On June 29, Kurtz was indicted on four counts of wire and mail fraud, each carrying a maximum twenty-year prison sentence (he pleaded not guilty). The indictment also names Robert Ferrell, chairman of the genetics department at the University of Pittsburgh, who, the prosecutor alleges, knowingly mailed Kurtz bacteria cultures (at Kurtz’s request) in violation of the university’s contract with its biological-products supplier. In other words, the indictment makes no allegation of illegal possession of or intent to criminally misuse the bacteria; only the means by which Kurtz obtained it is at stake. Following the indictment, Kurtz’s attorney called the alleged fraud at best “petty larceny,” and the CAE Defense site suggested the charge was a “face-saving” measure on the part of the FBI. It would be surprising if the case were tried before next year. In the meantime, without bioterrorism charges looming, supporters may be hard-pressed to convey the urgency of the situation.
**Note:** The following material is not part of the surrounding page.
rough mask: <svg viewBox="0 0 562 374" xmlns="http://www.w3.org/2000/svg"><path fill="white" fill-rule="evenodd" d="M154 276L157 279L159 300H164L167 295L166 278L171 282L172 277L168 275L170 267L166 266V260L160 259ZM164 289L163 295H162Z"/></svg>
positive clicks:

No matter the outcome of Kurtz’s case, the Justice Department’s warning shot has been heard. Jeffrey Skoller, a film professor at the School of the Art Institute of Chicago and a friend of Kurtz’s, said, “In pursuing this, the FBI sends a message to the academic and cultural community: ‘If you’re going to be outspoken, you will be responded to in a very powerful way.’” A chilling effect is not unlikely, but ironically, CAE’s message has never reached a wider audience nor seemed more pertinent. Their latest book, Molecular Invasion (2002), argues that governments and corporations have intentionally obscured biotechnology to keep the public in the dark about perilous—and profitable—transgenic agendas. CAE’s projects aim to correctively demystify biotechnology through “appropriation of the products and processes developed by imperial powers.” Free Range Grains, for instance, would have offered Mass MoCA visitors a chance to test their own food for the presence of genetically modified ingredients. That this opportunity was wrested from the public’s hands by government authorities certainly drove CAE’s point home—and the mainstream press took note like never before. While no one would ever argue it’s worth the price, Skoller couldn’t help but observe, “If the circumstances around Hope’s death weren’t so tragic, this could be a CAE piece.”
Jennifer Liese is a Brooklyn-based writer.